The music ranged from international acts, including Bob Marley’s youngest son Damian Marley, Nigerian soul and hip-hop artist Keizah Jones, and German reggae star Patrice, to local maloya artists. My favorite hangout was the very cozy Salle Verte (Green Room), a simple hut of bamboo, where local maloya musicans came together for hours-long jam sessions. Pure maloya was also produced by the Réunion band Mélanz Nayson, led by the energetic singer Stéphane Grondin, who is “living maloya, even dreaming maloya,” as he told me. The band’s name means “Mixed Nation,” referring to the African, Indian, Chinese and European origin of the Réunion people. Formed by friends in a rough neighbourhood, Mélanz Nasyon demonstrated what maloya is all about: tight percussive rhythms, strong call-and-response vocals and Réunion Creole lyrics.
One of the revelations was the young Mozambican singer-guitarist Deltino Guerreiro, gifted with an impressive voice. In his radio-friendly compositions, sung fluently in Portuguese, English and Macua, this charming performer blends traditional music with soul, pop and contemporary urban fusion, creating danceable Afro-soul. Of course he performed his hit song “Sonho,” which makes you want to get up and boogie along.

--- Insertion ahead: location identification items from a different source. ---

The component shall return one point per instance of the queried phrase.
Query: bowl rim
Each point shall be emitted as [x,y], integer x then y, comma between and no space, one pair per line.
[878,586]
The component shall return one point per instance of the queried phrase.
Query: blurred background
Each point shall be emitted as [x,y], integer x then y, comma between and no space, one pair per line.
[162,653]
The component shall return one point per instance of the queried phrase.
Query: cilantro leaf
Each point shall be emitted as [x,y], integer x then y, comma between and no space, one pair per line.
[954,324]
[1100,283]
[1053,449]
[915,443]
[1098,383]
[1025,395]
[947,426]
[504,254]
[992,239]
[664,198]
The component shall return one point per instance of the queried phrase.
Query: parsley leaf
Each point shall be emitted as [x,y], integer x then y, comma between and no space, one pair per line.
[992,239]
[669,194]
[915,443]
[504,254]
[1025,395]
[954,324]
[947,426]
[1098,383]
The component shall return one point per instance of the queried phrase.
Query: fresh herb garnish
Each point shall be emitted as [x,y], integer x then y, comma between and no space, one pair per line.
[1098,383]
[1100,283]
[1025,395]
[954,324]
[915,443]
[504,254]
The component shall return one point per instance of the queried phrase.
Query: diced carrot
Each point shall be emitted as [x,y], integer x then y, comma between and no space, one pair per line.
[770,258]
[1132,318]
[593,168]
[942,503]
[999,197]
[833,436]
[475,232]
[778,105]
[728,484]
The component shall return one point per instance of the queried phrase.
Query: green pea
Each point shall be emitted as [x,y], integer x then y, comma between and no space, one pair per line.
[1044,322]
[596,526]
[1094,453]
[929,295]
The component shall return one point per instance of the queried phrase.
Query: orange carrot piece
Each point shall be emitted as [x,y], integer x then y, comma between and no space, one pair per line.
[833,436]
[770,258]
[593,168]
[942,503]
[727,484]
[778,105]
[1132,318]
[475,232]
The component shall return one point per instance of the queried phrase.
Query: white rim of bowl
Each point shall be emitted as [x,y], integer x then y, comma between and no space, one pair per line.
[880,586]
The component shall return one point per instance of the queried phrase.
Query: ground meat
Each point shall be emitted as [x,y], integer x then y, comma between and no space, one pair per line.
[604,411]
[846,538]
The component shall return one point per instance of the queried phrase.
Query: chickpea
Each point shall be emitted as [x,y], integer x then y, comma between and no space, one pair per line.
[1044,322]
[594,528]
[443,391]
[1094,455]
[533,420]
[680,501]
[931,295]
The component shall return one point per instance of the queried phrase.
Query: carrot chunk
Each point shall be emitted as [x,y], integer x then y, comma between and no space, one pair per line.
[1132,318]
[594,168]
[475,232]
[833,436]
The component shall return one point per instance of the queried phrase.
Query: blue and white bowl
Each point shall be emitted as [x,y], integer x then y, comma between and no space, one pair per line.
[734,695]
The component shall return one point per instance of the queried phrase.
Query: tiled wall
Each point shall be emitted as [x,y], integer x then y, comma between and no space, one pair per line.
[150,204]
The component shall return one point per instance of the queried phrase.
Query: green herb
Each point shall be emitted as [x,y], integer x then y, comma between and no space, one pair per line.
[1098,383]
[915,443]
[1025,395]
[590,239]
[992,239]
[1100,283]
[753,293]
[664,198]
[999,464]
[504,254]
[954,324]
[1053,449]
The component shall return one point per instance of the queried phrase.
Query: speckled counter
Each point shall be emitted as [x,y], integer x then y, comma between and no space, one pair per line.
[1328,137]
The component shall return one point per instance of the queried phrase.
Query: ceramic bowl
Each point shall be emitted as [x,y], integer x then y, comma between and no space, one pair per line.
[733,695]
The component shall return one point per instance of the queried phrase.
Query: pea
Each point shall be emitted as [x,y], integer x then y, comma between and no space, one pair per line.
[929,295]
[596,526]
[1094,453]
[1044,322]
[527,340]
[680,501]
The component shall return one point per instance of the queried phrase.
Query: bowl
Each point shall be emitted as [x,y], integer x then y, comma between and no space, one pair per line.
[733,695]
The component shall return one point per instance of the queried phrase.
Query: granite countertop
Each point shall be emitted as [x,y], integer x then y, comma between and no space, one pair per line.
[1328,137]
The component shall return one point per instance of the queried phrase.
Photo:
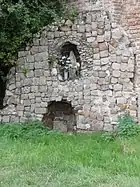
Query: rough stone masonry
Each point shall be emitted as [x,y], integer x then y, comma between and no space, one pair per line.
[102,45]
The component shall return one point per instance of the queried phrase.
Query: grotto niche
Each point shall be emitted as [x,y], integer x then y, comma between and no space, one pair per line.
[69,63]
[60,116]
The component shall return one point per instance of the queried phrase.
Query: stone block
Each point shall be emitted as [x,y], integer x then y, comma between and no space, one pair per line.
[100,38]
[97,125]
[116,73]
[94,26]
[117,87]
[40,110]
[94,33]
[20,107]
[115,66]
[103,46]
[81,28]
[104,61]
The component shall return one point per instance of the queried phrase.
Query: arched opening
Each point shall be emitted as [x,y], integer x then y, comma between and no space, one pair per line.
[69,62]
[60,116]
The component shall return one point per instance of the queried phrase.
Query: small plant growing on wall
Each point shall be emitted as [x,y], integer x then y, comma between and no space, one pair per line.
[71,13]
[25,70]
[126,127]
[52,60]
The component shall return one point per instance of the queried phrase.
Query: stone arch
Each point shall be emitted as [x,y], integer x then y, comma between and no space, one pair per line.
[69,61]
[60,116]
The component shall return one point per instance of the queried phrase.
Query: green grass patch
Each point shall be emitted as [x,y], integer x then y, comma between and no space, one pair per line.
[31,155]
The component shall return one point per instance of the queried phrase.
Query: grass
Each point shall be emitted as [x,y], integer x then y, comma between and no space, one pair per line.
[40,158]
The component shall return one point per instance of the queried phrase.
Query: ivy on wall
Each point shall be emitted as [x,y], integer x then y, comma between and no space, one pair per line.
[20,19]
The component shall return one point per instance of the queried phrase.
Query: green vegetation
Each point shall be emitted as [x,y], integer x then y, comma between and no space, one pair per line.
[20,19]
[31,155]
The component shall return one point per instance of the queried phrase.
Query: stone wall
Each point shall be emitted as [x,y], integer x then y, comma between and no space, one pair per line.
[106,86]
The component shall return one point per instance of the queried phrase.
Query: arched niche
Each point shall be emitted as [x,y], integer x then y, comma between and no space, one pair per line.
[69,62]
[60,116]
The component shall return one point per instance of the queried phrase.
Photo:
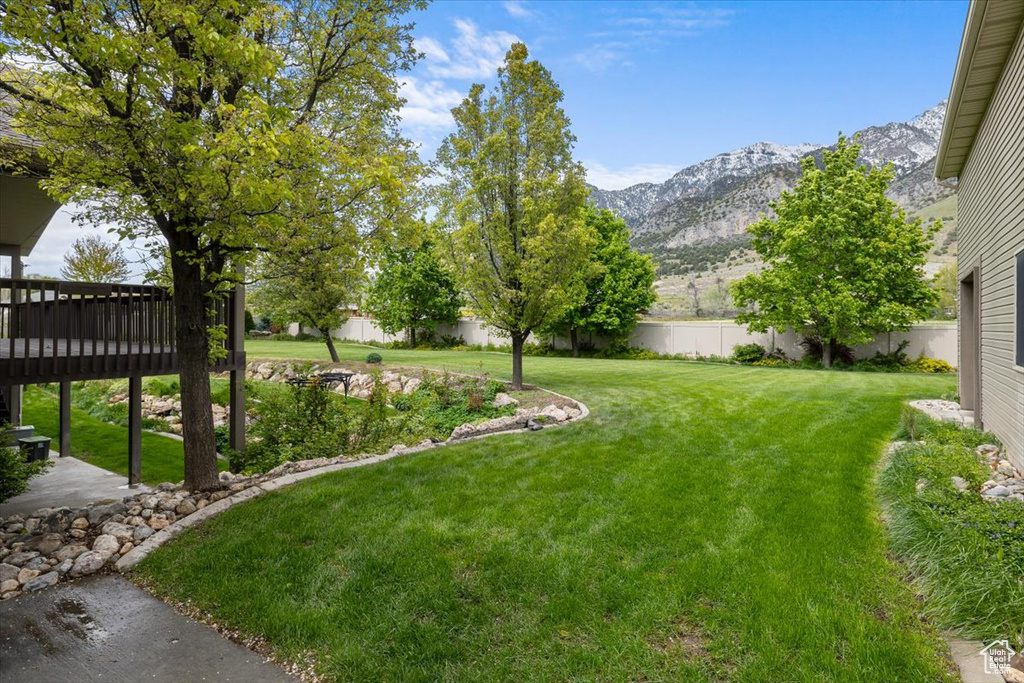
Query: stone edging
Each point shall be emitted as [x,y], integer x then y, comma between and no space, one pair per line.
[147,547]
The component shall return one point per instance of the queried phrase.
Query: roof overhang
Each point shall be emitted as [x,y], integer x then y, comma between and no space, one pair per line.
[989,36]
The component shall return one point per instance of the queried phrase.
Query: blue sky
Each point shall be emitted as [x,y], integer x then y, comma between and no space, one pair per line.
[652,87]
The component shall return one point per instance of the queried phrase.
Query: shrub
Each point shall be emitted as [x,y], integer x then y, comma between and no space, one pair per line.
[749,352]
[305,422]
[924,365]
[966,553]
[14,472]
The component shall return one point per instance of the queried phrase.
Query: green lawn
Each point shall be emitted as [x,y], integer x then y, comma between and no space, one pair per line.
[707,522]
[104,444]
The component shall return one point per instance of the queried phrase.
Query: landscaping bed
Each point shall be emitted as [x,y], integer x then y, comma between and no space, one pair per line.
[955,513]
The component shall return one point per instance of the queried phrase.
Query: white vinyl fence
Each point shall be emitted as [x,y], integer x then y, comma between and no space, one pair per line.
[688,338]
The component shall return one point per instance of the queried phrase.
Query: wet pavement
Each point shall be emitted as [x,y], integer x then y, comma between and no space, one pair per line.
[70,482]
[103,628]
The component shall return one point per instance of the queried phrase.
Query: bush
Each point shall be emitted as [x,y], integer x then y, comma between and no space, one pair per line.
[924,365]
[305,422]
[749,352]
[14,472]
[966,553]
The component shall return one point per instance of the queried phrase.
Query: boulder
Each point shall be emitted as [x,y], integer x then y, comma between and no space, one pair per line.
[20,558]
[45,543]
[105,544]
[70,552]
[87,563]
[100,513]
[502,399]
[41,582]
[8,571]
[123,532]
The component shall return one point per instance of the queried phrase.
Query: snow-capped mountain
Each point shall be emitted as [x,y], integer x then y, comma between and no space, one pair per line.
[718,198]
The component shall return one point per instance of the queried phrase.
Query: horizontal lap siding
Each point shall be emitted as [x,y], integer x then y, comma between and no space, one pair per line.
[991,230]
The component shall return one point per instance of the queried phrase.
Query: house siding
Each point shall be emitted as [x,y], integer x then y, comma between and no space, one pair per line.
[990,232]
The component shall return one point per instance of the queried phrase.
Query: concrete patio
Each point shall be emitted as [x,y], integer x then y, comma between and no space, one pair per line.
[70,482]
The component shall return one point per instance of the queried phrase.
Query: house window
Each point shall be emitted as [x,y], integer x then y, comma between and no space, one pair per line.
[1019,336]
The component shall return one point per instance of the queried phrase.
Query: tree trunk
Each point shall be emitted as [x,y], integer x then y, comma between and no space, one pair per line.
[192,337]
[330,345]
[517,341]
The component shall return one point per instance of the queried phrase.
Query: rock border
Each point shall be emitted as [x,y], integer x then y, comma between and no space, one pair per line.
[148,546]
[42,549]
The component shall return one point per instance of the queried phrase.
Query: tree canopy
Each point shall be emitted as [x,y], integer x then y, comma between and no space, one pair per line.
[619,284]
[513,198]
[219,128]
[93,259]
[842,262]
[413,291]
[312,286]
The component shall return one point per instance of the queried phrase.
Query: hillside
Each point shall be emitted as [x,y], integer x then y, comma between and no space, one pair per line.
[694,224]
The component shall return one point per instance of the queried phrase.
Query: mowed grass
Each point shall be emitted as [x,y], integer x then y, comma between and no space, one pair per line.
[706,523]
[103,444]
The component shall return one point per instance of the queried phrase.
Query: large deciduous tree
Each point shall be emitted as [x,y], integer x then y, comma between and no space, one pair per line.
[220,127]
[514,198]
[93,259]
[842,260]
[619,284]
[413,291]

More great African music could be heard by the Belgian rapper, MC and hip-hop artist of Congolese origin, Baloji; veteran South African jazz, fusion and mbaqanga singer Ray Phiri (Stimela, Paul Simon’s Graceland ); and the South African singer, songwriter and guitarist Bongoziwe Mabandla, who is hailed as the new face of Afro-folk.
Sakifo’s highlight took place on Sunday morning at the Risofé, the annual free concert on a stage right next to the Indian Ocean. The locally famous band Ousanousava, French Creole for “Where are we going to” attracted more than 1,000 mainly Réunionnais, who, under a lovely morning sun, danced, sang along and shouted their heart out to a joyful blend of maloya, sega, reggae and chanson créole. What a party it was!
After hearing maloya for nearly a whole week, its good to know that maloya, once barely hanging on as a half-remembered folk tradition, is clearly more alive than ever.
Réunion, mi aime a ou ( Réunion, I love you!)
Bastiaan Springer is producer for Radio 5 and The Concert Radio in the Netherlands, and a world music journalist.